Code Monkey home page Code Monkey logo

Comments (14)

KronosTheLate avatar KronosTheLate commented on June 23, 2024 1

I am not a fan of my earlier suggestions, and I really see the value of having ultimate controll over what is calculated and filtered by, and in what order. I believe we can achieve everything we both want by the following proposal:

The proposal

  • The starting point is a function findpeaks, a name which is more consistent with the package name Peaks.jl than the current findmaxima.
  • The return of findpeaks is a named tuple (let's say we bind it to pks for later reference), with fields inds and data.
  • There will be a set of functions that calculate and filter by features, such as peakproms!, peakheights!, peakwidths!, peakseps!.
  • Calling e.g. peakproms! on pks the then adds a field proms by Base.merge, and if min and/or max keywords are set, the contents of the named tuple will be filtered accordingly.
  • The min and max keywords will be consistent for the feature calculating/filtering functions.

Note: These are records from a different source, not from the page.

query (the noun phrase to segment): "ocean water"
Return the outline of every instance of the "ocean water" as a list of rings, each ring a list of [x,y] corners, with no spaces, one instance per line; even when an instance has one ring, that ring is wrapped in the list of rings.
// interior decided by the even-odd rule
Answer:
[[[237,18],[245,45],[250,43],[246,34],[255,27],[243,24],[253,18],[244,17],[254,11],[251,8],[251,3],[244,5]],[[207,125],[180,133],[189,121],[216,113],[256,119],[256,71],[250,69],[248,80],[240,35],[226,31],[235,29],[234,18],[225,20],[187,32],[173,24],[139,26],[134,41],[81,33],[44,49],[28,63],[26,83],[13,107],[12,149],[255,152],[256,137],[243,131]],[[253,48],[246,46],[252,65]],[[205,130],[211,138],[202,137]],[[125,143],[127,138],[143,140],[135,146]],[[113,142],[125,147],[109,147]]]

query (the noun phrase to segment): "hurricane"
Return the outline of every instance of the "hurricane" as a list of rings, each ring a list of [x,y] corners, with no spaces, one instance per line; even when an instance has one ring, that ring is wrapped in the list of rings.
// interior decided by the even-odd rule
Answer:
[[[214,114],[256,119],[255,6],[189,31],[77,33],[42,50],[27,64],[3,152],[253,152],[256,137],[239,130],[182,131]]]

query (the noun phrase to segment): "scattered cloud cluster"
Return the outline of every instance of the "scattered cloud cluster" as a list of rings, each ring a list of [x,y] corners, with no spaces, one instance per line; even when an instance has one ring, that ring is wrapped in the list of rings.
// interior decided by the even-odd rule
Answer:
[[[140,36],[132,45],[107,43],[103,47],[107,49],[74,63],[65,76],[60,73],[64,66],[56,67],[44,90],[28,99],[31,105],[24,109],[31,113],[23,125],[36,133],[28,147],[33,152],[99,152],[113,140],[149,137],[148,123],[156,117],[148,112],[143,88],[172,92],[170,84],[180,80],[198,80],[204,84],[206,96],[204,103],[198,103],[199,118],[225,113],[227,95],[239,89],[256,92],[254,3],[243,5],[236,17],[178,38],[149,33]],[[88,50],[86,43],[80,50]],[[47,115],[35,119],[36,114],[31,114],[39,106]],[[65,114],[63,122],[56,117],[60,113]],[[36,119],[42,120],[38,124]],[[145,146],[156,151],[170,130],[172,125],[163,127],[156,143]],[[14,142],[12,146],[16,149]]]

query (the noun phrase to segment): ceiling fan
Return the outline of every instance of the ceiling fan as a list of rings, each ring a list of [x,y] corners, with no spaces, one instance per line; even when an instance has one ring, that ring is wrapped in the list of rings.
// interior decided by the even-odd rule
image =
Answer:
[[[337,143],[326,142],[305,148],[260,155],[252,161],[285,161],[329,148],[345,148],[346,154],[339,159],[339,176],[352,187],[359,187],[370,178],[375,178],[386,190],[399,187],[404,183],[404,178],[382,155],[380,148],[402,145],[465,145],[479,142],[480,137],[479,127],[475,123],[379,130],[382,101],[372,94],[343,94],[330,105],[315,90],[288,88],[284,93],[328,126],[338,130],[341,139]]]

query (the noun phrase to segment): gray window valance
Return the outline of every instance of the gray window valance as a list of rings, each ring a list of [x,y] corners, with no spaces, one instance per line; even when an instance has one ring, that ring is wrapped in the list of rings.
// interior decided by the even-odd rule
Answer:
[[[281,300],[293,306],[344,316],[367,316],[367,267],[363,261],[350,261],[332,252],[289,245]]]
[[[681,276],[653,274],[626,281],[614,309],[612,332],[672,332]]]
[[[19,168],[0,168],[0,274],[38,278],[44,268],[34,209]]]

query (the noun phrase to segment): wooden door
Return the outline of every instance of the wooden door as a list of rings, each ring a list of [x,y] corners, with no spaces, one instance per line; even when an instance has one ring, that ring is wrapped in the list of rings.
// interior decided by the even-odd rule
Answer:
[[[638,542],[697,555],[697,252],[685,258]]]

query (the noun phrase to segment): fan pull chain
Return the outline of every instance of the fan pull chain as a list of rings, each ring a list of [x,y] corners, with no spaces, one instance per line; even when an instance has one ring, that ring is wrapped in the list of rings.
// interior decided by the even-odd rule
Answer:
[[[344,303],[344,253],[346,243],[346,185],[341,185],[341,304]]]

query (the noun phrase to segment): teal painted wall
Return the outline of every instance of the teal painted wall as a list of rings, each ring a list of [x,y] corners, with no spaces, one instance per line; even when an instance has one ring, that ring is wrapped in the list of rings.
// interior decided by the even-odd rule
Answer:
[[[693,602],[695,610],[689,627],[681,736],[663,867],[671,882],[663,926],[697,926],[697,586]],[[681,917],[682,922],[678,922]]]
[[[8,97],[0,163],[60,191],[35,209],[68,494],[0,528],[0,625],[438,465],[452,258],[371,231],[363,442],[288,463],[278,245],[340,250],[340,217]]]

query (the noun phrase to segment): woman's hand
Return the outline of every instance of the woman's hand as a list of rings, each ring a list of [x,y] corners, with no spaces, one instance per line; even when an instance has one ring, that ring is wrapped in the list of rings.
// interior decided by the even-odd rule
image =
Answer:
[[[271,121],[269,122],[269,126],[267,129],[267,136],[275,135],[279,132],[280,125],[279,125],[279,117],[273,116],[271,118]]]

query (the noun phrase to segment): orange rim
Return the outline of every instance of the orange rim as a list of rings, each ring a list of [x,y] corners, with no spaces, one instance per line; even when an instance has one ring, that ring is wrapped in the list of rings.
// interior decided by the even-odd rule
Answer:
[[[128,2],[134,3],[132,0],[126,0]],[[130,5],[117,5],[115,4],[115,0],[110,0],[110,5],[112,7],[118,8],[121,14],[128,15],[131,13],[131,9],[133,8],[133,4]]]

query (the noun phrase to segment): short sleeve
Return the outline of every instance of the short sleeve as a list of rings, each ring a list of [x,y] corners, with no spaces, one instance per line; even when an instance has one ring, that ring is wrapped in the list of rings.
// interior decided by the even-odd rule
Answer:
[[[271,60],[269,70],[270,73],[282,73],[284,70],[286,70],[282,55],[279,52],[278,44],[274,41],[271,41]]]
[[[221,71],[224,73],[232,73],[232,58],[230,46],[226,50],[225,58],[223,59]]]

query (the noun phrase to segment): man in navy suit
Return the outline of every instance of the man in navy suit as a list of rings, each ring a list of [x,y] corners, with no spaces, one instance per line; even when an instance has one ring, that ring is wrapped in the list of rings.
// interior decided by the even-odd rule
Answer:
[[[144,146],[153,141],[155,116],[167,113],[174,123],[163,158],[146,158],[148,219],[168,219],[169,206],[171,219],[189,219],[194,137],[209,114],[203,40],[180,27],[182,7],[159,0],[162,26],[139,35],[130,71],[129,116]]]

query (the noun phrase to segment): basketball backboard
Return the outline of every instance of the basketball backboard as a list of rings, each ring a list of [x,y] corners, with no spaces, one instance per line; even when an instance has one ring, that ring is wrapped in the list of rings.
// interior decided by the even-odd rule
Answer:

This all means that the named tuple will in essence just bundle up the contents to facilitate passing the right things into the functions that filer by and calculate features. This should add negligible overhead and require no new types, while simplifying the API significantly and keep ultimate control over order of filtering. The filtering/calculating functions can also still have strict set true or false at each step for ultimate controll, and the fields and functions are consistent: peakproms adds the field proms, peakwidths adds widths (along with leftedge and rightedge), etc. The filtering/calculating functions all follow the same prefix in their name, and almost the same methods: Taking the named tuple pks as the first argument, and filtering by min and max, with only minor differences in potential additional keywords.

To take it one step further, we could make it so that if a named tuple is not passed to the filtering/calculating functions as the first argument, a function is returned that performs the action of adding the feature and filtering. This would allow easy chaining of operations:

pks = findpeaks(signal) |> peakproms!(min=3) |> peakwidths!(max=2)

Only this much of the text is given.